Seems like there may be a pogrom (of sort) at play in there somewhere. I just haven't watched it very closely. That's kind of why I was curious what you thought about it.


----------



## Decus (Jan 21, 2022)

Donald H said:


> Of course they do because you get those press reports shoved in your face daily.
> 
> Communism is working in Cuba but it would have evolved to a capitalist system if the US would have allowed it to happen in a way that wouldn't do great harm to the peasant class. Now it's going to come via China's method of capitalism under a communist leadership. And that has great advantages. Ask me about it!
> 
> ...



More than a million muslims in Chinese concentration camps which you seem to wholeheartedly support. That really says something about who and what you are.

Not stamping American passports has been widely known for years. Some twenty years ago every American that I knew who traveled to Cuba for fun didn't have their passport stamped by Cuban officials. Living in Florida many would take their boat and a pocketful of cash to Cuba and would spend some time taking in the nightlife, as well as buying rum and cigars. It's only 80 miles from Key West to Cuba so alot of people did it. 

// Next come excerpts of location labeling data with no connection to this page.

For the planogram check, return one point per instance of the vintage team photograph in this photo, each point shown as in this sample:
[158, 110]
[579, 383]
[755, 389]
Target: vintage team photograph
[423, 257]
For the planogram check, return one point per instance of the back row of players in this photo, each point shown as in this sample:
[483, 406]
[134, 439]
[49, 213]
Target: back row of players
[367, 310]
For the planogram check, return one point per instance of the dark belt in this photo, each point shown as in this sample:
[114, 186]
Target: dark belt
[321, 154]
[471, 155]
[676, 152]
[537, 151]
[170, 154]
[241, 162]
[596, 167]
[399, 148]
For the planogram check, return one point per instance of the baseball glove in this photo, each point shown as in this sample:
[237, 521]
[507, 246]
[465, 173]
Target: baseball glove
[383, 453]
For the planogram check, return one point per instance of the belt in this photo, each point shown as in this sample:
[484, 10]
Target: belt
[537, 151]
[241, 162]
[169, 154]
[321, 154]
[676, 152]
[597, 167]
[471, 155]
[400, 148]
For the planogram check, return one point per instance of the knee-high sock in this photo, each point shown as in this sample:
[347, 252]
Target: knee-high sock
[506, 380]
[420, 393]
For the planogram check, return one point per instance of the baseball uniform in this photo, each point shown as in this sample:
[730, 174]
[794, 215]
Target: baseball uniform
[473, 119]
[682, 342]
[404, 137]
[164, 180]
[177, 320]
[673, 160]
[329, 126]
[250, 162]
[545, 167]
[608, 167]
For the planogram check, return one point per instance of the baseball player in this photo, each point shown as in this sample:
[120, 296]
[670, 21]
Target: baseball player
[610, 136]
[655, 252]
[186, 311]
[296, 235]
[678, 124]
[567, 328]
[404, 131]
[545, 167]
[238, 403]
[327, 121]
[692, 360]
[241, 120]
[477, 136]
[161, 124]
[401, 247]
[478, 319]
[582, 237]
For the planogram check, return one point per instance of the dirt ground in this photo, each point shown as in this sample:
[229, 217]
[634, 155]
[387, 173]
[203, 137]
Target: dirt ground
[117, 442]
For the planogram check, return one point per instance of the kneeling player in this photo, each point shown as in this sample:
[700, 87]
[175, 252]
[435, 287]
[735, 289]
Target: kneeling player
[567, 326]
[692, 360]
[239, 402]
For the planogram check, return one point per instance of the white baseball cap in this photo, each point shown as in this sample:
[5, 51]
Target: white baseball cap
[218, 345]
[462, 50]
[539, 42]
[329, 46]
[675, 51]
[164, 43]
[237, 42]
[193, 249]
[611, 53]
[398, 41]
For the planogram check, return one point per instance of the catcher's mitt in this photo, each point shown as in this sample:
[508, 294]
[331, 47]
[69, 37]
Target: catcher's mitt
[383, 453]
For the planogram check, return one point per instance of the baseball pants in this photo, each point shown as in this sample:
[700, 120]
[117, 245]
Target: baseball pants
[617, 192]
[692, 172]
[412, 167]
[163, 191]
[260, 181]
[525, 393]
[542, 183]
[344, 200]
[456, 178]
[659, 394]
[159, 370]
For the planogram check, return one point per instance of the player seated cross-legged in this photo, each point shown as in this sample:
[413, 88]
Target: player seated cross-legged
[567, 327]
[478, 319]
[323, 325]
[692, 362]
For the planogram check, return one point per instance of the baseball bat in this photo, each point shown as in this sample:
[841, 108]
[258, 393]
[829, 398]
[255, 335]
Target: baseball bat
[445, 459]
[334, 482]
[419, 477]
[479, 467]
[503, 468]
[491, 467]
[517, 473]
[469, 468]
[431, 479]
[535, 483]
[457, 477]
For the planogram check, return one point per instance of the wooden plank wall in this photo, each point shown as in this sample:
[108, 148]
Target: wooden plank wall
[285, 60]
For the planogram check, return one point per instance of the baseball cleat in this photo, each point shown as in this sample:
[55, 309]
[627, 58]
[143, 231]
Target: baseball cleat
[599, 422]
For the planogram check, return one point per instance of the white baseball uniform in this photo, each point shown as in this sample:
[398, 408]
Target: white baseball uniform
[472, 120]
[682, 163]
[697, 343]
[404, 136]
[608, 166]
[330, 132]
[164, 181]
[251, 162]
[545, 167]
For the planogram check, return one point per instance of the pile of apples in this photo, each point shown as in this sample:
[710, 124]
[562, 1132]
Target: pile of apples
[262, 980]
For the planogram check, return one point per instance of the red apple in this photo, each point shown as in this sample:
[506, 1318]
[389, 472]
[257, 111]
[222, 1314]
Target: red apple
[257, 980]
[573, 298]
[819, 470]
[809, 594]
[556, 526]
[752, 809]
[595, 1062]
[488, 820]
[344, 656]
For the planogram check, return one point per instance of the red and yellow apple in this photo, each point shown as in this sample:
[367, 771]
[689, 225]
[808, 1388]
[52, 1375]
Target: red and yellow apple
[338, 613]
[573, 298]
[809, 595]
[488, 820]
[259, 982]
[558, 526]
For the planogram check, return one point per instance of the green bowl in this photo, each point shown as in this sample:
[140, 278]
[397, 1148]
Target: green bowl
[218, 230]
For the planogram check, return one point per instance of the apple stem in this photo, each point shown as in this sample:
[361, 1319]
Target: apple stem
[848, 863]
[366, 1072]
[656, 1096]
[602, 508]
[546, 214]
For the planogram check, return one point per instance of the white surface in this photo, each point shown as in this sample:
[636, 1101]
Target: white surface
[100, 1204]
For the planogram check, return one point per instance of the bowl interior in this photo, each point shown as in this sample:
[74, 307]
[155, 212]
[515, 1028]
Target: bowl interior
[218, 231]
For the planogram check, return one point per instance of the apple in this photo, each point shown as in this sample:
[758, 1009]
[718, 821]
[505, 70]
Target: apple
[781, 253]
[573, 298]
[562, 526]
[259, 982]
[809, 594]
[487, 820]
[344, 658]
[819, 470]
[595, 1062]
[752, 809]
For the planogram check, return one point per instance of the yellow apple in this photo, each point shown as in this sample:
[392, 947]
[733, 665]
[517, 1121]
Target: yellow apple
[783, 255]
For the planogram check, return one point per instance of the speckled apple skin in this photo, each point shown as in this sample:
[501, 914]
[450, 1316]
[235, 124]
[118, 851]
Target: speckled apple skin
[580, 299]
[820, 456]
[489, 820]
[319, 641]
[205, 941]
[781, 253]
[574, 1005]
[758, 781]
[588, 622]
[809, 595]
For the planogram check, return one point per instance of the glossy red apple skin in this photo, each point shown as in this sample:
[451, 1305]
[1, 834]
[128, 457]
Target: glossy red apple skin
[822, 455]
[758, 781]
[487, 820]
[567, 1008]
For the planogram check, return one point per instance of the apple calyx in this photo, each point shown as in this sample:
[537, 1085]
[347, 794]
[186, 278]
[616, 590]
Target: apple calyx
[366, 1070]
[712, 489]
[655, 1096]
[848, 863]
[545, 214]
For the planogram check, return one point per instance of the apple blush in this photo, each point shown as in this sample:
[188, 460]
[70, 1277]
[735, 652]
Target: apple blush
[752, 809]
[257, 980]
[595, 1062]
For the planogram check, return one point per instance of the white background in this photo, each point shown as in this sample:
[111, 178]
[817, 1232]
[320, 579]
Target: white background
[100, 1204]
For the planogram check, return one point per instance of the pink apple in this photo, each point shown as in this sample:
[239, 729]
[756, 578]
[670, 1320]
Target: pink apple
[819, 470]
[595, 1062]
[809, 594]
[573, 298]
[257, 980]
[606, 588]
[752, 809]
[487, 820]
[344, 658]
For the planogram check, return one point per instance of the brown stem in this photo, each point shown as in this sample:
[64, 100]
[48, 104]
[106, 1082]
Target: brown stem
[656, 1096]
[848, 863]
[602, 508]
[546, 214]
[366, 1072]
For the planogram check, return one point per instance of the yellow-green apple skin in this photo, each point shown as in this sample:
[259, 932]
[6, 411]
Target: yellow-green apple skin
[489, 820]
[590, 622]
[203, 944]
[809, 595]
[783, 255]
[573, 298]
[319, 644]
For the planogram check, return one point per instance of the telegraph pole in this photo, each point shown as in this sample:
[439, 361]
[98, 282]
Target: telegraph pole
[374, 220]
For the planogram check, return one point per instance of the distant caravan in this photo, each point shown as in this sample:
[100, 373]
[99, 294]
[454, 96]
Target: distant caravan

Cuba desperately wanted the dollars tourists brought and stamping American passports would cause many Americans tourists to avoid Cuba. This should tell you how desperate Cuba was and probably still is for hard currency.

.


----------



## Decus (Jan 21, 2022)

Tom Paine 1949 said:


> It still isn’t very clear to me how deep the faction fighting at the top went, or how much still is going on, or if there is much difference between the major factions in regard to foreign alignments.
> 
> We might imagine much, but Nursultan Nazarbayev just re-emerged supporting Tokayev and his announced “reforms” — so the regime patronage networks may paper over differences with only superficial changes. The treatment of working class protesters may end up being more severe than that meted out to most on-the-out oligarchs.
> 
> ...



Kazakhs have been saying "old man out" for a few years now, referring to Nazarbayev. Are you saying that people aren't frustrated by the on-going corruption in the country? 

If the riots had appeared "overnight" you might be able to argue that this uprising had been orchestrated by political forces but it has been brewing for some time. In fact Nazarbayev resigned as president largely because of public disapproval.

.


----------



## Donald H (Jan 21, 2022)

Decus said:


> More than a million muslims in Chinese concentration camps which you seem to wholeheartedly support. That really says something about who and what you are.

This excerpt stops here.